Sales for the first quarter of 2006 were 29% less than sales achieved during the first quarter of 2005 primarily due to lower sales to K&G Creations, as discussed below in “Results of Operations”. Net income was 29% less in the first quarter of 2006 versus the same period of 2005 due to the decrease in gross profit resulting from the decreased sales partially offset by an 11.7 percentage point increase in the gross profit percentage.

Results of Operations

The following table is intended to illustrate a tabular analysis of certain Consolidated Statement of Operations data as a percentage of sales for both periods presented. A detailed explanation of our results of operations follows this table:

 

     Three Months Ended March 31,
     2006    2005

Sales

   100 %   $ 8,016,833    100 %   $ 11,218,765

Gross profit

   74 %     5,907,090    62 %     6,952,006

Marketing and sales expenses

   31 %     2,520,791    21 %     2,328,500

General and administrative expenses

   13 %     1,030,685    10 %     1,173,425

Operating income

   29 %     2,335,018    30 %     3,384,416

Net income

   19 %     1,524,247    18 %     2,011,948

Three Months ended March 31, 2006 compared with Three Months ended March 31, 2005

Net sales were $8,016,833 for the three months ended March 31, 2006 compared to $11,218,765 for the three months ended March 31, 2005, a decrease of $3,201,932 or 29%. Shipments of moissanite jewels, excluding consigned jewels, decreased 28% to approximately 47,000 carats from 65,000 carats. The average selling price per carat decreased by 4% due to a product mix in which a greater percentage of smaller size jewels, which have a lower price per carat, were sold. U.S. sales accounted for approximately 88% and 94% of sales during the three months ended March 31, 2006 and 2005, respectively.
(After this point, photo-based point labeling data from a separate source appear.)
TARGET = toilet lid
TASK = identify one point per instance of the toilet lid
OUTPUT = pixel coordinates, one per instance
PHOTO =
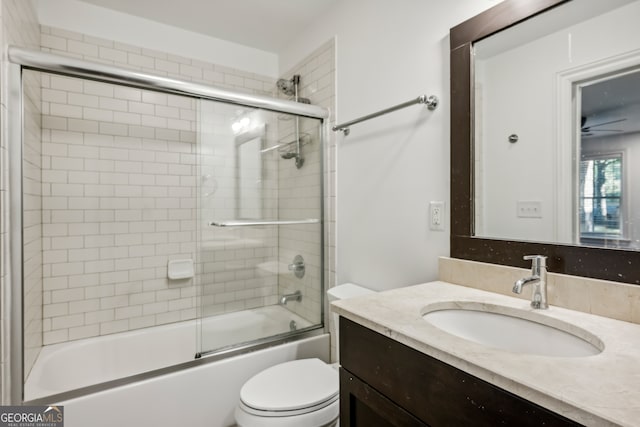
(291, 386)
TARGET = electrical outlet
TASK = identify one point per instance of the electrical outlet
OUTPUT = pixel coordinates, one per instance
(529, 209)
(436, 216)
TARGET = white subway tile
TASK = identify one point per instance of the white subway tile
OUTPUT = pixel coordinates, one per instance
(112, 55)
(141, 61)
(86, 49)
(66, 295)
(67, 84)
(127, 118)
(80, 125)
(94, 317)
(81, 332)
(109, 103)
(154, 308)
(54, 337)
(97, 114)
(53, 310)
(127, 93)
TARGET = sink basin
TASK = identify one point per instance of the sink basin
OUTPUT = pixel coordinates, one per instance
(510, 329)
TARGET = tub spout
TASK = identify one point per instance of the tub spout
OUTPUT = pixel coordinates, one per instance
(296, 296)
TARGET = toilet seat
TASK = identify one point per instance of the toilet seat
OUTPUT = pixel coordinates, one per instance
(306, 388)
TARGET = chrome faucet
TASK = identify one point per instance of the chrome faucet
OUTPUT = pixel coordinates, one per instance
(296, 296)
(538, 279)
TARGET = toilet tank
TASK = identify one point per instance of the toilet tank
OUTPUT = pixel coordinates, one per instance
(344, 291)
(347, 290)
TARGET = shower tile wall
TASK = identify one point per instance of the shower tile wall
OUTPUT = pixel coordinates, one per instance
(236, 263)
(19, 25)
(300, 189)
(120, 182)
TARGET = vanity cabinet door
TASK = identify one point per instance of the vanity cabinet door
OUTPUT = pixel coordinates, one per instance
(362, 406)
(431, 391)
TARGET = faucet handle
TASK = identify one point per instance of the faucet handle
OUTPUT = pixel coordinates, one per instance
(537, 261)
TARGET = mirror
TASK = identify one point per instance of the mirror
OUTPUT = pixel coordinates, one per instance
(249, 173)
(542, 148)
(528, 173)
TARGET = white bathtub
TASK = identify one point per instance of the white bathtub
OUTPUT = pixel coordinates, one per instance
(203, 395)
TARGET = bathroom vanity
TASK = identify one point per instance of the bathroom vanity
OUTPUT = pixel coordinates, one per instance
(377, 372)
(399, 370)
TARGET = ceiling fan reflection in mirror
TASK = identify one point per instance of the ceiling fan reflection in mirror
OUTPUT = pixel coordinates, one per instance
(588, 130)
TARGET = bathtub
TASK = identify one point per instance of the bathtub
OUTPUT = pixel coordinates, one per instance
(201, 395)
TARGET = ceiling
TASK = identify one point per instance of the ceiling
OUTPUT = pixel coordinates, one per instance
(266, 25)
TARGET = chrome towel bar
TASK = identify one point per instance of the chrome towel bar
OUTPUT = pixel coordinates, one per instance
(430, 101)
(252, 223)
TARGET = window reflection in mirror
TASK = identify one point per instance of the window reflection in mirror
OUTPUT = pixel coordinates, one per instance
(609, 141)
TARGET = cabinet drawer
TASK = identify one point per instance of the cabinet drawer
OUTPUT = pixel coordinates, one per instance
(433, 391)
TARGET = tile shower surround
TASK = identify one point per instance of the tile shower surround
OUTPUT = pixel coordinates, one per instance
(105, 255)
(63, 306)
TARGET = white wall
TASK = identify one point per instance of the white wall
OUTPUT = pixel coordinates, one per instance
(391, 167)
(96, 21)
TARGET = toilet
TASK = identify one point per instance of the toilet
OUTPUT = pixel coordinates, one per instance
(299, 393)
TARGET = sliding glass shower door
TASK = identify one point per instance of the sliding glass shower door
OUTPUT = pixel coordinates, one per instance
(260, 225)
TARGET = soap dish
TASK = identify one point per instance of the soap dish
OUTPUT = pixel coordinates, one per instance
(180, 269)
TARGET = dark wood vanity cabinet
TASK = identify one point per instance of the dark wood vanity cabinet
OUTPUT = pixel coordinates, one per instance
(385, 383)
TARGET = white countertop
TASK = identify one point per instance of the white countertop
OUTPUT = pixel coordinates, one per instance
(599, 390)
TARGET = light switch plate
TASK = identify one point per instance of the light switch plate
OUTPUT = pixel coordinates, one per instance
(436, 216)
(529, 209)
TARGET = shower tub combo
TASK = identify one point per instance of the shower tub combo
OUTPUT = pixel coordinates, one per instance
(245, 304)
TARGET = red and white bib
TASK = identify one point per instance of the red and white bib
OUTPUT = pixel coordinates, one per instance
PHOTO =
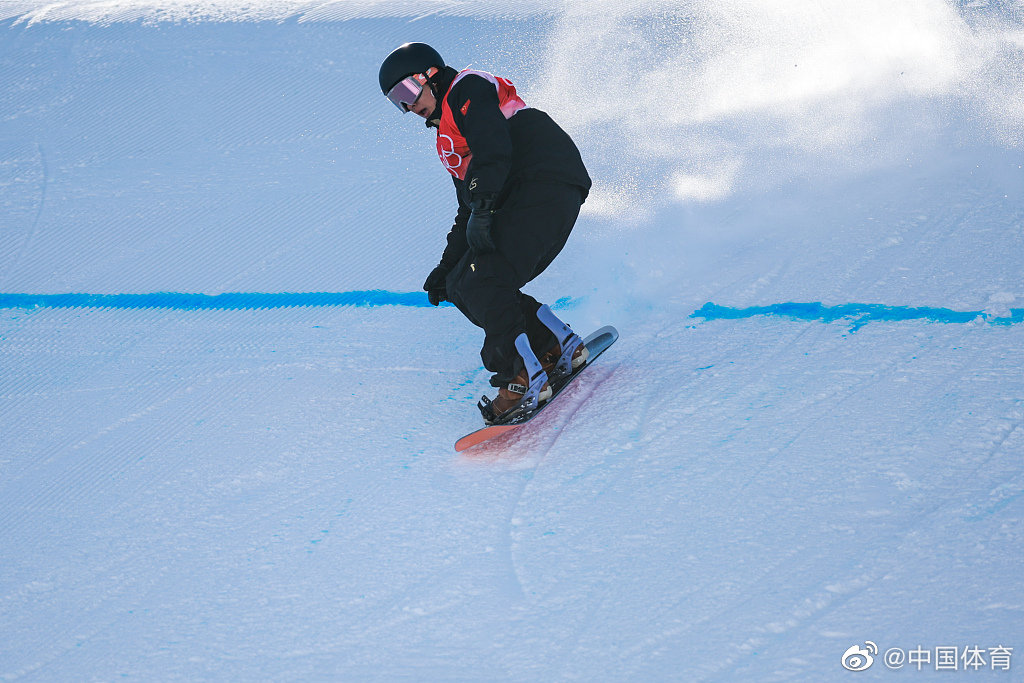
(452, 145)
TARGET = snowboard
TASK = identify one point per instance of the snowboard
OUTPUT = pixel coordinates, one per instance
(597, 343)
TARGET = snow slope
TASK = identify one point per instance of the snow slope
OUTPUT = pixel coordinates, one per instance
(226, 416)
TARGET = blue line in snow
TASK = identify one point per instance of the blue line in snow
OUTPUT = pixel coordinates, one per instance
(231, 301)
(859, 313)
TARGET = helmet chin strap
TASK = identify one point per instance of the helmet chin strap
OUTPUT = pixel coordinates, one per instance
(434, 120)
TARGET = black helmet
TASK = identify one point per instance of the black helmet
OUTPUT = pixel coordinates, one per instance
(409, 59)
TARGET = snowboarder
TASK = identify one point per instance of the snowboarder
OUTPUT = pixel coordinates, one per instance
(520, 182)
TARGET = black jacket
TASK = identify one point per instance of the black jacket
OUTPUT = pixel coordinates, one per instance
(529, 146)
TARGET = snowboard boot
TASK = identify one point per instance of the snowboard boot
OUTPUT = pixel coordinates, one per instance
(567, 354)
(523, 394)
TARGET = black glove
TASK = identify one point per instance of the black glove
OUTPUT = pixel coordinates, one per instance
(478, 227)
(435, 287)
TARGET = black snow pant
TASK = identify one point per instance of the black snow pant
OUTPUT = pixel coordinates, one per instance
(529, 229)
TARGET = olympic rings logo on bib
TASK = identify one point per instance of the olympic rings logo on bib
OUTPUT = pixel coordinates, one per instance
(448, 155)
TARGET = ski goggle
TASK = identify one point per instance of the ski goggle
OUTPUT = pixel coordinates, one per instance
(406, 92)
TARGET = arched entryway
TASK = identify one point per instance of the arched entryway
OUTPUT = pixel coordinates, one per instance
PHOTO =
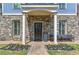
(39, 25)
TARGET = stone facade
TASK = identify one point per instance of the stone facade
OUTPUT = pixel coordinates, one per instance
(72, 25)
(6, 31)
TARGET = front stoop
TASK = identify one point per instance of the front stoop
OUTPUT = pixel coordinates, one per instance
(37, 48)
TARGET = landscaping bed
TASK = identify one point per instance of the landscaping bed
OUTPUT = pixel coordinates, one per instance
(63, 49)
(14, 49)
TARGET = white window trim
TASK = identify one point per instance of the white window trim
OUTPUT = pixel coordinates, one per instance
(15, 8)
(63, 9)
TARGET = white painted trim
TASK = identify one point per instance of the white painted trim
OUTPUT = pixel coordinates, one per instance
(65, 7)
(65, 27)
(39, 5)
(11, 13)
(14, 8)
(33, 29)
(52, 11)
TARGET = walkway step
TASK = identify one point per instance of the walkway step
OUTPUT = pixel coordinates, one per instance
(37, 48)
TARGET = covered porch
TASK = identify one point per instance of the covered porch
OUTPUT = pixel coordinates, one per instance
(37, 25)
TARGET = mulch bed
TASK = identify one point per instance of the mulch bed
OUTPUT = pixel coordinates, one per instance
(15, 47)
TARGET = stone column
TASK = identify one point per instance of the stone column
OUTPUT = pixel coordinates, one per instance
(55, 29)
(23, 29)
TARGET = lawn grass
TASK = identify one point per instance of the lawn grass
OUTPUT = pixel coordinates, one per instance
(66, 52)
(12, 52)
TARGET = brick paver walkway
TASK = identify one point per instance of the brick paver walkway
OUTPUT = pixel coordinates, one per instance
(37, 48)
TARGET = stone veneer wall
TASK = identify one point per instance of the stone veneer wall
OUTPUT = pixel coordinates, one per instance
(46, 26)
(72, 25)
(6, 27)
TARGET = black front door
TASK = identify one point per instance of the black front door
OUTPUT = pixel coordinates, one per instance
(38, 31)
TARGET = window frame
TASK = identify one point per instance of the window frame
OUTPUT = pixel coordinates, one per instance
(16, 8)
(64, 8)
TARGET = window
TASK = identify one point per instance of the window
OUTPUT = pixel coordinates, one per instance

U.S. net sales and carat shipments, excluding consigned jewels, decreased by 33% and 31%, respectively, for the three months ended March 31, 2006 as compared to the three months ended March 31, 2005. Decreased U.S. carat shipments are due primarily to decreased sales to K&G Creations. During the three months ended March 31, 2005, K&G Creations placed significant orders for the initial rollout of moissanite jewelry for Finlay Enterprises. Due to the Federated-May Company merger, Finlay’s leased department store retail counters and distribution of moissanite decreased by approximately 20% in the fourth quarter of 2005. Although the number of counters containing moissanite jewelry at Finlay started to increase again in the first quarter of 2006 following the fourth quarter decrease, orders from K&G were down by approximately 62% as compared to the first quarter of 2005. Our shipments to all other customers on a combined basis during the three months ended March 31, 2006 reflected positive volume growth of approximately 11%. Our two largest customers, Reeves Park (the supplier to JCPenney) and K&G Creations (the supplier to Finlay), accounted for 43% and 29%, respectively, of our sales during the three months ended March 31, 2006 as compared to 32% and 54%, respectively, for the first quarter of 2005. We expect that, at least in the short-term, we will remain dependent on our ability and that of our manufacturing customers to maintain and enhance the JCPenney and Finlay programs. K&G has indicated that it remains committed to moissanite jewelry and has announced the introduction of an exclusive collection of jewelry featuring Sarah Ferguson, the Duchess of York, which it expects to introduce through Finlay in 2006. While we believe our current relationships with these customers and retailers are good, a loss of any of these customer or retailer relationships could cause a material adverse effect on our results of operations.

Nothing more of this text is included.